Sunday, February 28, 2010

Rules for writing fiction

The Guardian went and asked a bunch of writers for ten rules of writing fiction apiece - some of the funnier ones are reproduced below.

Essentially, there are no rules.

Just write.

*

(Original article is here(part one) and here(part two))


Using adverbs is a mortal sin

- Elmore Leonard

My main rule is to say no to things like this, which tempt me away from my proper work.

- Ian Rankin

Take a pencil to write with on aeroplanes. Pens leak. But if the pencil breaks, you can't sharpen it on the plane, because you can't take knives with you. Therefore: take two pencils.

If both pencils break, you can do a rough sharpening job with a nail file of the metal or glass type.

- Margaret Atwood

Do not place a photograph of your ­favourite author on your desk, especially if the author is one of the famous ones who committed suicide.

- Roddy Doyle

Do keep a thesaurus, but in the shed at the back of the garden or behind the fridge, somewhere that demands travel or effort.
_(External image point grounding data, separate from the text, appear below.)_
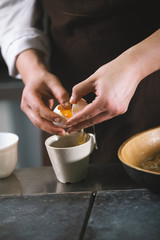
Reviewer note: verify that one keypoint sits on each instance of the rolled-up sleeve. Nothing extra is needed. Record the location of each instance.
(19, 21)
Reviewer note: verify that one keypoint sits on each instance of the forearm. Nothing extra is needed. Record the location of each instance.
(145, 56)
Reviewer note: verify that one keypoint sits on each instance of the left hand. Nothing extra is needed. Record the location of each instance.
(114, 84)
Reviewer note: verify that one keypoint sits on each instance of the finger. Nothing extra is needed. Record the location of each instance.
(59, 92)
(42, 110)
(90, 111)
(82, 89)
(42, 123)
(88, 123)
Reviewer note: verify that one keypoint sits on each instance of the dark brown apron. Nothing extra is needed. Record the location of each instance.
(87, 34)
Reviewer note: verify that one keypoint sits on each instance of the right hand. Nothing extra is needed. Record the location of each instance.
(41, 87)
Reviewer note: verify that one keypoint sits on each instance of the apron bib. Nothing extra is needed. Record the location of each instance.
(87, 34)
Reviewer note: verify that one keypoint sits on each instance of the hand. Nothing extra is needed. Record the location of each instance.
(41, 87)
(114, 85)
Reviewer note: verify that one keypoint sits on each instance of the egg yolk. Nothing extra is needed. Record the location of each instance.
(65, 112)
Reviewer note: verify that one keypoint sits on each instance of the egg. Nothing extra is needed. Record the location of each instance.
(68, 113)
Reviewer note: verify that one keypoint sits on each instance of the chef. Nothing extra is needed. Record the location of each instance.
(106, 51)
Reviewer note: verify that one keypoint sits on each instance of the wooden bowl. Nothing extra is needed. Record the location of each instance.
(136, 149)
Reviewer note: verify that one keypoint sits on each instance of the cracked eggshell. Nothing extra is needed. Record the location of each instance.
(75, 108)
(61, 124)
(79, 106)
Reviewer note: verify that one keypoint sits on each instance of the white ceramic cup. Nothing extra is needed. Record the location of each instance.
(8, 153)
(70, 161)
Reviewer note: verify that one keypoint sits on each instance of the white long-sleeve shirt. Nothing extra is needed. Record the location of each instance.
(19, 31)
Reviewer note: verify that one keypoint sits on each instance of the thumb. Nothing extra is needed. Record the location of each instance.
(82, 89)
(59, 92)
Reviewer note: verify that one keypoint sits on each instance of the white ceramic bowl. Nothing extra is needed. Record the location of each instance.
(8, 153)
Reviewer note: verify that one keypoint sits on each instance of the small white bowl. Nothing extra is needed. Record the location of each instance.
(8, 153)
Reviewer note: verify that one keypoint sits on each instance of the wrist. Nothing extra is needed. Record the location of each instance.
(144, 58)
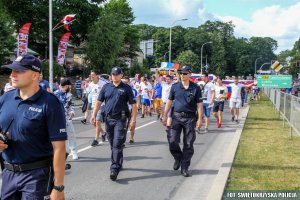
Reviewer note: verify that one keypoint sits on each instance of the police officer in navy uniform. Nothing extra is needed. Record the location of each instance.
(187, 100)
(116, 96)
(34, 155)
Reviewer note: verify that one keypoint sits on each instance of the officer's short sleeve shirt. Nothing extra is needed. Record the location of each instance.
(185, 100)
(116, 98)
(36, 122)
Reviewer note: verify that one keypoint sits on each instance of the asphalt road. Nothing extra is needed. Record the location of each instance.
(147, 169)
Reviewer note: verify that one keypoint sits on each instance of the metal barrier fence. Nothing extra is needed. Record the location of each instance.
(288, 106)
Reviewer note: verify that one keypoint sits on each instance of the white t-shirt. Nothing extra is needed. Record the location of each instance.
(220, 91)
(236, 91)
(207, 92)
(146, 90)
(165, 91)
(94, 90)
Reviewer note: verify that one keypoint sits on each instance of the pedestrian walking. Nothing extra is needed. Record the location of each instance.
(187, 100)
(116, 95)
(34, 154)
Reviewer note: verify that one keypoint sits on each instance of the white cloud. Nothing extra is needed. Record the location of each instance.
(281, 24)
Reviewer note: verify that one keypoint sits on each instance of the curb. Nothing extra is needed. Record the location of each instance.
(218, 186)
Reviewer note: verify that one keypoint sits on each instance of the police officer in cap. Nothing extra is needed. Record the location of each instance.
(34, 154)
(187, 100)
(116, 95)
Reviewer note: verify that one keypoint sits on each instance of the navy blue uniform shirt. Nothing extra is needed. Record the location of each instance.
(116, 98)
(185, 99)
(37, 121)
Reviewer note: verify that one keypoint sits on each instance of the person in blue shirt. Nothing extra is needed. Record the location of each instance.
(187, 99)
(116, 96)
(78, 87)
(158, 103)
(34, 154)
(44, 84)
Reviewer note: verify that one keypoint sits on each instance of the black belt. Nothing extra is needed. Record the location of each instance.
(28, 166)
(116, 117)
(185, 114)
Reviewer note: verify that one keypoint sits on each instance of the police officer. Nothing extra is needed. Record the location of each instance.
(116, 95)
(187, 100)
(34, 155)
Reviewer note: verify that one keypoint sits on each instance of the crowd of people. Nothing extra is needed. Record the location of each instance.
(180, 104)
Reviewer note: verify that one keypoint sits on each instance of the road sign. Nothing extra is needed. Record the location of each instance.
(276, 66)
(274, 81)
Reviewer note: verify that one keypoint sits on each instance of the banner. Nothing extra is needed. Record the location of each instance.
(62, 48)
(23, 40)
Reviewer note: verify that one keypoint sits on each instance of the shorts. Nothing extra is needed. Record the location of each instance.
(235, 103)
(100, 115)
(146, 102)
(157, 103)
(206, 110)
(218, 106)
(89, 106)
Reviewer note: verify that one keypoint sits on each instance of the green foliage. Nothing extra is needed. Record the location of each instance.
(189, 58)
(57, 70)
(113, 38)
(138, 69)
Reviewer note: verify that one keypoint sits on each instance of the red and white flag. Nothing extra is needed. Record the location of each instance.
(68, 19)
(23, 39)
(62, 48)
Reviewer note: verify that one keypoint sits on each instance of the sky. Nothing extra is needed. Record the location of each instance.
(279, 19)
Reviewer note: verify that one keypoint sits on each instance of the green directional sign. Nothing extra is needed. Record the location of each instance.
(274, 81)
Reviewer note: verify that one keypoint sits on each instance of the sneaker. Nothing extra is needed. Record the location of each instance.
(75, 156)
(197, 130)
(95, 143)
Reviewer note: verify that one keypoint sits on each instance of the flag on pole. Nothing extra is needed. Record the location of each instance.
(68, 19)
(23, 39)
(62, 48)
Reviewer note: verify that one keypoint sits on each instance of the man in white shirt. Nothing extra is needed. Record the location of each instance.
(235, 99)
(208, 95)
(220, 96)
(146, 88)
(94, 89)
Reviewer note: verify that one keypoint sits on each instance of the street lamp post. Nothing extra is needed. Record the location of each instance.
(165, 56)
(170, 45)
(256, 63)
(50, 47)
(202, 52)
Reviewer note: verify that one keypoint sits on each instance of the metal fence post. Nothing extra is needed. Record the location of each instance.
(284, 101)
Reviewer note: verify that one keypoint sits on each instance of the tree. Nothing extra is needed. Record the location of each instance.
(104, 42)
(113, 39)
(7, 41)
(189, 58)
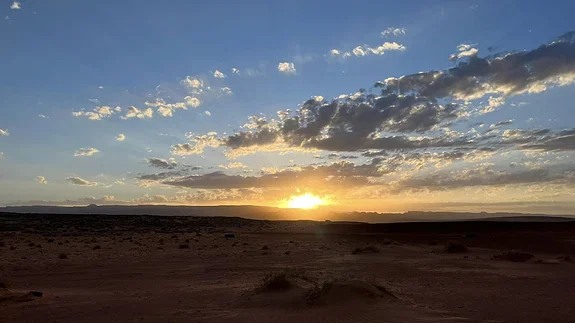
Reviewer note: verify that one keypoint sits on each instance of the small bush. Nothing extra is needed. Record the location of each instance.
(275, 282)
(455, 247)
(515, 256)
(368, 249)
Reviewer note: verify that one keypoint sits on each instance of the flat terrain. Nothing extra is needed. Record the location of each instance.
(98, 268)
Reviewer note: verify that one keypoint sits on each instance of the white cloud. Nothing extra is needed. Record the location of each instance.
(226, 91)
(192, 101)
(134, 112)
(334, 52)
(41, 180)
(86, 152)
(219, 75)
(393, 31)
(97, 113)
(287, 68)
(197, 145)
(80, 181)
(168, 109)
(192, 82)
(233, 165)
(364, 50)
(464, 50)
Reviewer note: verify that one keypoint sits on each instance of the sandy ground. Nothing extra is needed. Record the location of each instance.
(199, 275)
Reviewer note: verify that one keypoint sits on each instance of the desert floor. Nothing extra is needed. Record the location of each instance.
(141, 270)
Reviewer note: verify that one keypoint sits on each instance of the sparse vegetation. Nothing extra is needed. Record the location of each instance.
(455, 247)
(279, 281)
(365, 250)
(515, 256)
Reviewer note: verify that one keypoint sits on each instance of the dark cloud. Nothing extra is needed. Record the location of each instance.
(564, 140)
(408, 106)
(485, 176)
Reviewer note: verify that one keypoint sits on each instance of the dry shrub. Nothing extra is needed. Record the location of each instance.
(455, 247)
(364, 250)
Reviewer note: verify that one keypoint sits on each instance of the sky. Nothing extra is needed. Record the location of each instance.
(382, 106)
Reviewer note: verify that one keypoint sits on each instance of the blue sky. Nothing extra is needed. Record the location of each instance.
(71, 70)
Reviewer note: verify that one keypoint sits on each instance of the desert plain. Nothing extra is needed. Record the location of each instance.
(122, 268)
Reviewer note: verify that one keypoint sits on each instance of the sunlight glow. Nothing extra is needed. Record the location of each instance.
(305, 201)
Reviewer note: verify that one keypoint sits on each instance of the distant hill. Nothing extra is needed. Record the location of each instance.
(272, 213)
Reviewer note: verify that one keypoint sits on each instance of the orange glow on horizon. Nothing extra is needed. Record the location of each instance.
(305, 201)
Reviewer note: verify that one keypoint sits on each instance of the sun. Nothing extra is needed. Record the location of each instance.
(305, 201)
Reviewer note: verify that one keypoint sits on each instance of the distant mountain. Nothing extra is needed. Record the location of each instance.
(272, 213)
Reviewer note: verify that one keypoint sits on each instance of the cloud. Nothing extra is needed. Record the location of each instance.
(233, 165)
(134, 112)
(197, 144)
(41, 180)
(287, 68)
(219, 75)
(463, 51)
(195, 84)
(162, 163)
(167, 109)
(80, 181)
(365, 50)
(97, 113)
(483, 175)
(85, 152)
(192, 102)
(505, 75)
(393, 31)
(562, 141)
(226, 91)
(411, 110)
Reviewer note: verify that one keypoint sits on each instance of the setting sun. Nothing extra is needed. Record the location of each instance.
(305, 201)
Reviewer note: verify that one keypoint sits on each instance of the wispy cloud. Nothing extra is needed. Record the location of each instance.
(219, 75)
(393, 31)
(463, 51)
(134, 112)
(287, 68)
(86, 152)
(80, 181)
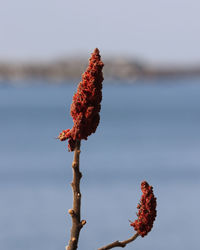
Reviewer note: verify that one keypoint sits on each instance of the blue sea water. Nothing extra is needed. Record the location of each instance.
(148, 131)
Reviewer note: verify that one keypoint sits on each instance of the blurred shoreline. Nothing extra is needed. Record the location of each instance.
(72, 68)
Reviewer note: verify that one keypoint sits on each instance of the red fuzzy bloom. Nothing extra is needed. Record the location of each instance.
(147, 210)
(86, 106)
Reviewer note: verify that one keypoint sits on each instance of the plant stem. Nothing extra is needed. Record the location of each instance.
(119, 243)
(75, 212)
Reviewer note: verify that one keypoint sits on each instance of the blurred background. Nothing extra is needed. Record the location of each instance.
(149, 129)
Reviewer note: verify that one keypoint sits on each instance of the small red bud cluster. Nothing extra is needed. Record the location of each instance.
(86, 106)
(147, 210)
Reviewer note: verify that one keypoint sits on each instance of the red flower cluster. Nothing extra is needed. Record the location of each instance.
(147, 210)
(86, 106)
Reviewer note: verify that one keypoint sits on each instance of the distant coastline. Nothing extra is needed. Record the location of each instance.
(117, 68)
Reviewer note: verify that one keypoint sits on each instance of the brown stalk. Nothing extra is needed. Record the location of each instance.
(75, 212)
(119, 243)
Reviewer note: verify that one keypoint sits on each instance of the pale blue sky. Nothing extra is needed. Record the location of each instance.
(161, 31)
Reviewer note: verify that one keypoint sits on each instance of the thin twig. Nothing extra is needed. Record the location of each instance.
(119, 243)
(75, 212)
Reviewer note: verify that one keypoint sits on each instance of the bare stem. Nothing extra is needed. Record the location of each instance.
(75, 212)
(119, 243)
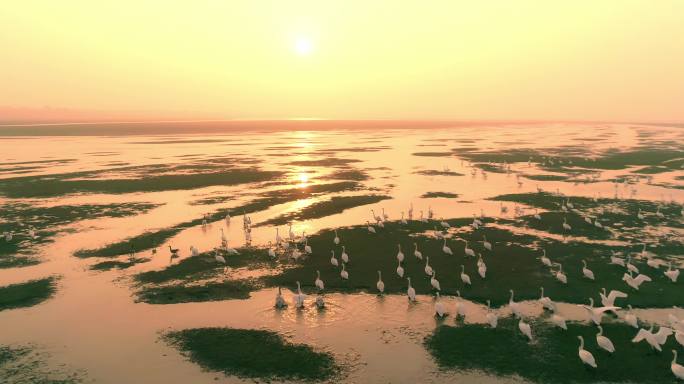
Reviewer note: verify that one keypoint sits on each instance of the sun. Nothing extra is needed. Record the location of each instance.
(303, 46)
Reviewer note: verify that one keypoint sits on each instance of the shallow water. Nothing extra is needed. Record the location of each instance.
(93, 324)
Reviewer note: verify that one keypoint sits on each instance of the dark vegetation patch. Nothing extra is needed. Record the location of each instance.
(433, 154)
(547, 177)
(118, 264)
(552, 357)
(435, 172)
(20, 364)
(255, 354)
(152, 239)
(148, 178)
(347, 174)
(45, 221)
(447, 195)
(328, 162)
(26, 294)
(337, 204)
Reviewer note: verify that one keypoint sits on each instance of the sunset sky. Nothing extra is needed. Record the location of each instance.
(535, 59)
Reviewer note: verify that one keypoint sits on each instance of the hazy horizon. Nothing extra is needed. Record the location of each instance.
(524, 60)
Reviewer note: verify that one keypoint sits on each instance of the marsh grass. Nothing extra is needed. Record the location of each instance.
(553, 356)
(27, 294)
(252, 354)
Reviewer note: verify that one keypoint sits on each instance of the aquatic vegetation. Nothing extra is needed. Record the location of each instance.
(252, 354)
(434, 172)
(116, 264)
(188, 292)
(26, 294)
(447, 195)
(552, 356)
(433, 154)
(157, 178)
(336, 204)
(22, 364)
(152, 239)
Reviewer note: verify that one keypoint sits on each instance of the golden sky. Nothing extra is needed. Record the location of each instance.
(395, 59)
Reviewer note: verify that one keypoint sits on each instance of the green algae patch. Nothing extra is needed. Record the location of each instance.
(335, 205)
(155, 238)
(150, 178)
(201, 278)
(446, 195)
(552, 357)
(27, 294)
(435, 172)
(23, 364)
(255, 354)
(117, 264)
(188, 293)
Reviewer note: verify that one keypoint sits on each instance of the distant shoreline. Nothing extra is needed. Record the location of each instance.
(128, 128)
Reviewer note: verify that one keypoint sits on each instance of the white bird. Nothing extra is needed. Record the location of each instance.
(481, 267)
(469, 251)
(400, 254)
(604, 342)
(434, 282)
(343, 273)
(428, 268)
(492, 319)
(446, 249)
(380, 284)
(487, 244)
(672, 274)
(460, 309)
(586, 271)
(596, 313)
(630, 266)
(464, 277)
(219, 258)
(649, 336)
(444, 224)
(410, 291)
(586, 356)
(299, 297)
(333, 259)
(439, 307)
(525, 328)
(515, 307)
(635, 282)
(631, 319)
(545, 260)
(676, 368)
(319, 283)
(417, 253)
(560, 276)
(307, 247)
(536, 215)
(280, 302)
(344, 256)
(400, 269)
(566, 226)
(559, 321)
(320, 303)
(546, 301)
(609, 300)
(617, 260)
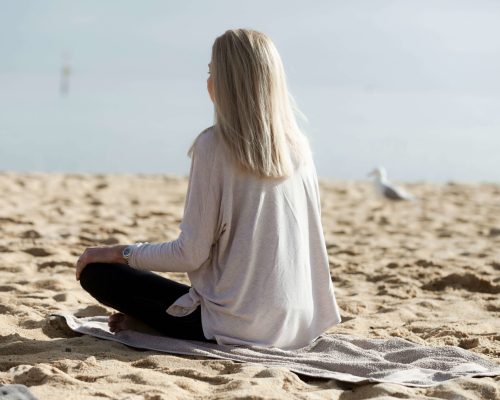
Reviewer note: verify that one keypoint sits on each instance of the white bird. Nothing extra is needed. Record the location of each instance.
(386, 189)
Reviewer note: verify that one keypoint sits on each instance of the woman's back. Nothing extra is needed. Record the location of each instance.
(266, 280)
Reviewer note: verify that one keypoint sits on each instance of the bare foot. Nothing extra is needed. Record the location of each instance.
(121, 322)
(117, 322)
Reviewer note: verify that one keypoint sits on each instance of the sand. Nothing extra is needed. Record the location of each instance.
(427, 271)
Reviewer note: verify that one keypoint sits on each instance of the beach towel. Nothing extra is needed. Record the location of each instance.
(334, 356)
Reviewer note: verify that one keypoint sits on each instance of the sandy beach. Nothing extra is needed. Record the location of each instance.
(427, 271)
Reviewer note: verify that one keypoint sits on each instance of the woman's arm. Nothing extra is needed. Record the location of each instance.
(199, 223)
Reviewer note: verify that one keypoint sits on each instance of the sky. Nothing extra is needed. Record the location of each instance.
(410, 85)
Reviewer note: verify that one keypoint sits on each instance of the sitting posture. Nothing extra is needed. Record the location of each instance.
(251, 239)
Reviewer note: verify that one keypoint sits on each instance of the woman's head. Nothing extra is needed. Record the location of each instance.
(253, 109)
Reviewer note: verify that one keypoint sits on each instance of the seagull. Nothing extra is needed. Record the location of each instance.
(386, 189)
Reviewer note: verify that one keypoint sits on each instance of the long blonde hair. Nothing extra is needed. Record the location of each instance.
(254, 112)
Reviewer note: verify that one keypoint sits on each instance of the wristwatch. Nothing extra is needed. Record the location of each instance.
(127, 251)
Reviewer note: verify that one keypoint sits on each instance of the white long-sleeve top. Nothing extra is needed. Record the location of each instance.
(254, 251)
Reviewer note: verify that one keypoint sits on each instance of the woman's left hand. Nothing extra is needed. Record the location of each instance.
(105, 255)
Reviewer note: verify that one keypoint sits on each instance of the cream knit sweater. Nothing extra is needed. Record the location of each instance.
(254, 251)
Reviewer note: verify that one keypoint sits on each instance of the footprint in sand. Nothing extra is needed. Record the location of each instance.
(38, 252)
(53, 264)
(467, 281)
(30, 234)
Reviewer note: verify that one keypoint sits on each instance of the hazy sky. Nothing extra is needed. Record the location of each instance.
(412, 85)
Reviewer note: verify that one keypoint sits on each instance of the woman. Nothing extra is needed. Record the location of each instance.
(251, 238)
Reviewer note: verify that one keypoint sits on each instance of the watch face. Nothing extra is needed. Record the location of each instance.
(126, 252)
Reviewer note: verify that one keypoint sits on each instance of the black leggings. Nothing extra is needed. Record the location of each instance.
(144, 296)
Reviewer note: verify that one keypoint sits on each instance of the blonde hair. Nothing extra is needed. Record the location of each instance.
(254, 112)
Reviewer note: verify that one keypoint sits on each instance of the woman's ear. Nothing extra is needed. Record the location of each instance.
(210, 88)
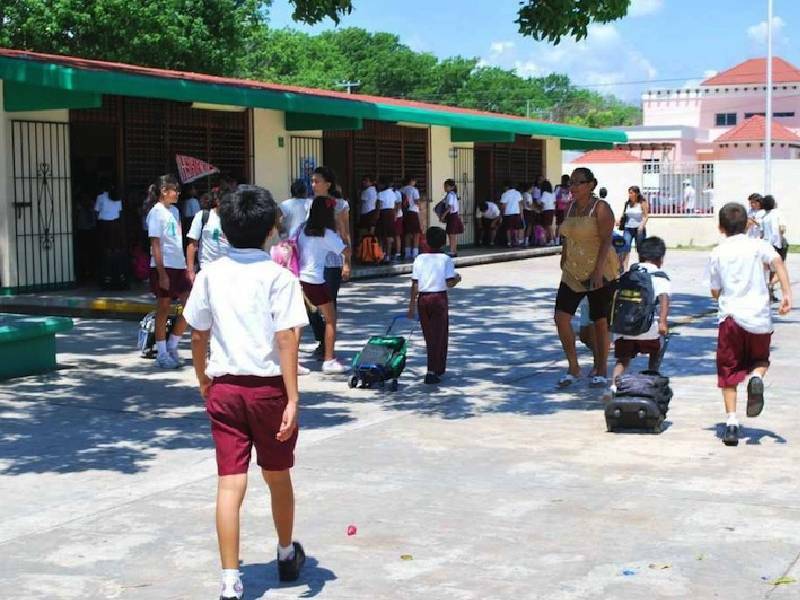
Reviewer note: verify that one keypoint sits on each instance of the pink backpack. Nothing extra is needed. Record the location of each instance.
(286, 253)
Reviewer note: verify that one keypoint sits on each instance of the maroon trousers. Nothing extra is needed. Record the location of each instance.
(434, 318)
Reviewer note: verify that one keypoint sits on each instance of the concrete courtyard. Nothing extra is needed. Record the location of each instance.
(495, 485)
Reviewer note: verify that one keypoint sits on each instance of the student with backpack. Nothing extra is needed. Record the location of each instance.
(317, 239)
(247, 307)
(652, 284)
(432, 274)
(206, 238)
(736, 273)
(168, 278)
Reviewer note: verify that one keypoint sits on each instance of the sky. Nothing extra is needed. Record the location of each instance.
(660, 44)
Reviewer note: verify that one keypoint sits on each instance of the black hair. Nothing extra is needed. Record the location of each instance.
(328, 175)
(299, 189)
(436, 238)
(247, 216)
(652, 249)
(733, 219)
(321, 216)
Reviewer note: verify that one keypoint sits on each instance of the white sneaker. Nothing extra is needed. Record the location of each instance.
(333, 366)
(165, 361)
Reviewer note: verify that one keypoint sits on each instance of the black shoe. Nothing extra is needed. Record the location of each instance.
(731, 437)
(755, 396)
(289, 569)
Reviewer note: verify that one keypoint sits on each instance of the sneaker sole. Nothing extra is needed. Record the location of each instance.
(755, 396)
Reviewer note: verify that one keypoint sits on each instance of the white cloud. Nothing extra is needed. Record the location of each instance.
(604, 61)
(641, 8)
(758, 33)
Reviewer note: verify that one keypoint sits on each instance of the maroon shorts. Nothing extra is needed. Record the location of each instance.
(512, 222)
(179, 283)
(386, 222)
(246, 410)
(369, 219)
(411, 224)
(627, 349)
(739, 352)
(454, 224)
(317, 293)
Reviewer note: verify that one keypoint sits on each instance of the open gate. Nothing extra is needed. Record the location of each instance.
(42, 205)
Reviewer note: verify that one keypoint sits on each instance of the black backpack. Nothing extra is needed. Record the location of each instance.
(635, 302)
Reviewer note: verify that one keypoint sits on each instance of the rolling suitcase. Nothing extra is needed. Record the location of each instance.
(641, 401)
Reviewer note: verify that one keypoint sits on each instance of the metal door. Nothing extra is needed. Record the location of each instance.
(464, 176)
(42, 205)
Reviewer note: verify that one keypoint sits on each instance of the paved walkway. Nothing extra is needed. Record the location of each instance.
(497, 485)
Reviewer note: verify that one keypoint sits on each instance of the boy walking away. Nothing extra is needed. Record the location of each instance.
(248, 306)
(433, 272)
(627, 347)
(736, 272)
(168, 278)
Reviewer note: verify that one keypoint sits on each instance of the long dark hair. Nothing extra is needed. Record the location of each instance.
(321, 216)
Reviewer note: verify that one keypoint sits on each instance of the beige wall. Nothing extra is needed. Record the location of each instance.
(8, 256)
(272, 163)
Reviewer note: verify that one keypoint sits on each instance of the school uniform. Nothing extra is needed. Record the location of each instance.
(314, 252)
(411, 224)
(431, 272)
(244, 299)
(453, 223)
(736, 269)
(165, 224)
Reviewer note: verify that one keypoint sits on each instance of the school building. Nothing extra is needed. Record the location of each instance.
(67, 123)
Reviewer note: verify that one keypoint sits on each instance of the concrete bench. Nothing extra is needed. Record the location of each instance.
(28, 344)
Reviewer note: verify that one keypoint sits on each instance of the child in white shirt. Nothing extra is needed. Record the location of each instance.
(247, 307)
(433, 272)
(736, 273)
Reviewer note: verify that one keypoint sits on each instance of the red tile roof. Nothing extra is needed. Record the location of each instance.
(755, 71)
(606, 156)
(753, 130)
(84, 63)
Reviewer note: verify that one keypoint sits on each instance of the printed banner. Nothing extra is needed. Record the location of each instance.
(190, 168)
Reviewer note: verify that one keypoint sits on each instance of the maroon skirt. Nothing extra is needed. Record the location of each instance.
(454, 224)
(411, 224)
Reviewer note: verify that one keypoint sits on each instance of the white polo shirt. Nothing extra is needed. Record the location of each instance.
(432, 270)
(511, 199)
(165, 224)
(245, 299)
(736, 268)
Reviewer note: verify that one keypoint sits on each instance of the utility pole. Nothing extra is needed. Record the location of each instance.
(768, 111)
(348, 84)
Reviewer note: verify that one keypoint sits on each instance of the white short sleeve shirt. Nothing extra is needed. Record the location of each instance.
(432, 270)
(165, 224)
(737, 269)
(314, 252)
(245, 299)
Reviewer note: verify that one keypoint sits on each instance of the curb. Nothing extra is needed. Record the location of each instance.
(133, 310)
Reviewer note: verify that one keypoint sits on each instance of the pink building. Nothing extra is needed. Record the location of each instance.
(722, 118)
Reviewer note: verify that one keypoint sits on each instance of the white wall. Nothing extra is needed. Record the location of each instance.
(273, 163)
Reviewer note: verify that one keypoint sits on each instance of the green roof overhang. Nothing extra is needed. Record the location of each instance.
(101, 81)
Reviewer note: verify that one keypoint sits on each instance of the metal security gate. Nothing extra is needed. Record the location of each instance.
(306, 155)
(464, 176)
(42, 205)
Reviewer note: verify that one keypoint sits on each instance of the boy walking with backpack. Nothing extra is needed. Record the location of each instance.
(433, 272)
(627, 346)
(736, 273)
(248, 306)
Chances are the words that come into your head will do fine, eg "horse", "ran", "said"

- Roddy Doyle

If you use a computer, constantly refine and expand your autocorrect settings. The only reason I stay loyal to my piece-of-shit computer is that I have invested so much ingenuity into building one of the great auto­correct files in literary history. Perfectly formed and spelt words emerge from a few brief keystrokes: "Niet" becomes "Nietzsche", "phoy" becomes ­"photography" and so on. ­Genius!

- Geoff Dyer

Only bad writers think that their work is really good.

- Anne Enright

It's doubtful that anyone with an internet connection at his workplace is writing good fiction.

- Jonathan Franzen

(Yup, I'm never writing that Booker Prize winning novel - me and the internet? Inseparable.)

Write

- Neil Gaiman

Write. No amount of self-inflicted misery, altered states, black pullovers or being publicly obnoxious will ever add up to your being a writer. Writers write. On you go.

- Al Kennedy

If possible have something going on while you have your characters delivering exposition or philosophising. This helps retain dramatic tension.

- Michael Moorcock

(Oh and Terry Goodkind does NOT follow that rule. SO much ranting on about free market capitalism while standing around.When will he learn? No one talks like that!)

No alcohol, sex or drugs while you are working.

- Colm Toibin

Talent trumps all. If you're a ­really great writer, none of these rules need apply. If James Baldwin had felt the need to whip up the pace a bit, he could never have achieved the extended lyrical intensity of Giovanni's Room. Without "overwritten" prose, we would have none of the linguistic exuberance of a Dickens or an Angela Carter. If everyone was economical with their characters, there would be no Wolf Hall . . . For the rest of us, however, rules remain important. And, ­crucially, only by understanding what they're for and how they work can you begin to experiment with breaking them.

- Sarah Waters

(Mm, put this up because people seem to love the hard bright faceted Hemingway style these days - and while I don't deny Hemingway's genius - it's not the only way to write. Diversity of style is what makes the world of literature so varied and rich. It can be fun to revel in lush ornate Angela Carter-esque prose at times.)